“阿棠现在在哪?随我一同去看看他。”

    抱月一想到他身上的红疹,还是有些不安。

    “小姐,还是待大夫看过后再去吧?”

    “无碍的。”江玉瑶道。

    抱月见江玉瑶都去了,也只得跟了上去。

    裴行修刚刚是在偏房换衣,因而也暂时被安置在了明堂的西偏房内看诊,江玉瑶穿过门前的抄手游廊又转了个弯就到了。

    大夫正巧刚给裴行修看完诊正要准备离去,江玉瑶心念一动,拦下了大夫引他至一边的抱厦轻声问:“大夫,他身上的疹子是怎么回事?”

    江玉瑶虽然已经通过羊乳这件事认定了阿棠就是沈玉棠,可她如今多疑惯了,见了大夫不免又要再问一遍免生错漏。

    大夫道:“他身上的疹子看着吓人却没什么大碍,应是服用或是接触了不该接触的东西。
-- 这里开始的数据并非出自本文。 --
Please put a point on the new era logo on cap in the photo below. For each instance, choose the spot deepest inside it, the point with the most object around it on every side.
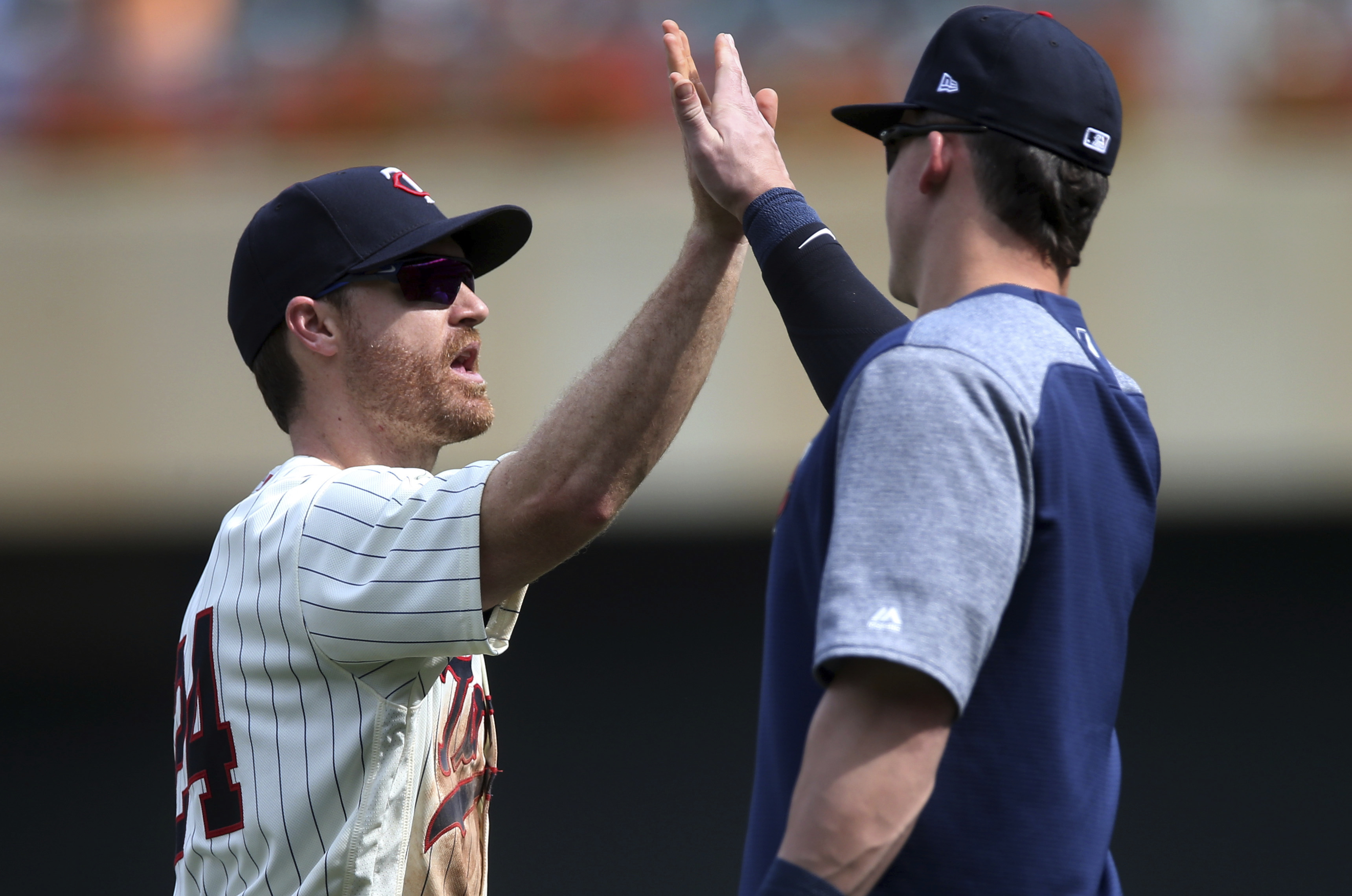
(405, 183)
(1097, 140)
”

    江玉瑶的心彻底放回了肚子,外祖父的信中言明。

    玉棠哥哥自幼就不能服用羊乳,服之便会生红疹。

    世上可能会出现相似之人,但绝不会再添上相同的病症。

    阿棠,确是沈玉棠无疑。

    “我知道了,多谢大夫。”

    大夫摸了摸胡子,道:“这小子也够倒霉的,上次的伤刚好,这次又生了红疹,这红疹虽不致命,可最是磨人,痒起来能叫人痛不欲生。”

    “对了,他现今可恢复记忆了?”

    江玉瑶摇摇头:“他若是恢复记忆,也不会不记得自己需要避讳的东西了。”